Giving Compass’ Take:
· Nina Jais at FSG provides a few helpful points for institutional investors when exploring their unique position within the impact investing market.
· What role do institutional investors play in impact investing? How does it go beyond the typical impact vs. return debate?
Impact investing is here to stay and going mainstream: Recent impact investing conferences like the Impact Summit Europe and the GIIN that feature the who’s who of the financial services industry don’t leave any doubt about that. A good set of investment managers have an experienced head start of several years and are creating differentiated positions for their companies in the market. These savvy investors move beyond the simplistic impact vs. return debate, as Omidyar Network and FSG portray in the Beyond Trade-offs series published on The Economist digital hub, as well as in a set of newly-released podcasts on that same theme.
Here are some key take-aways for institutional investors:
1. Institutional investors—such as banks, insurances, and pension funds, for example—can explore their unique role within the impact investing market. These institutional investors can seek out the market segments where impact goes hand-in-hand with financial return, or even delivers impact alpha, i.e. excess return beyond market benchmarks. In impact investing, there is a broad range of viable impact investment profiles, some of which involve a choice between impact or financial return, and some of which do not. Therefore, fiduciary duty is only a mental hurdle—and not a fact-based hurdle—for involvement in the space.

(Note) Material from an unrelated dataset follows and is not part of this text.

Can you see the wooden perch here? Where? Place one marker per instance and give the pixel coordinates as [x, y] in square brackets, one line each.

2. An important learning from the front-runners is to not mute, but actually to lean into the tensions and concerns about impact investing one hears from colleagues and top management. Does it create real impact? Can it create market rate returns? Isn’t it inherently riskier? It is not helpful to hide below-market rate investments within a bigger portfolio and only report on the average outcomes. One of the key Beyond Tradeoffs messages is that investment officers need to understand the full risk-returns-impact continuum available and select different instruments, with transparency about what each of these vehicles can and cannot achieve. Asset class flexibility and a breadth of target impact outcomes have allowed Prudential to ensure a steady and diversified pipeline across their three differently positioned impact portfolios.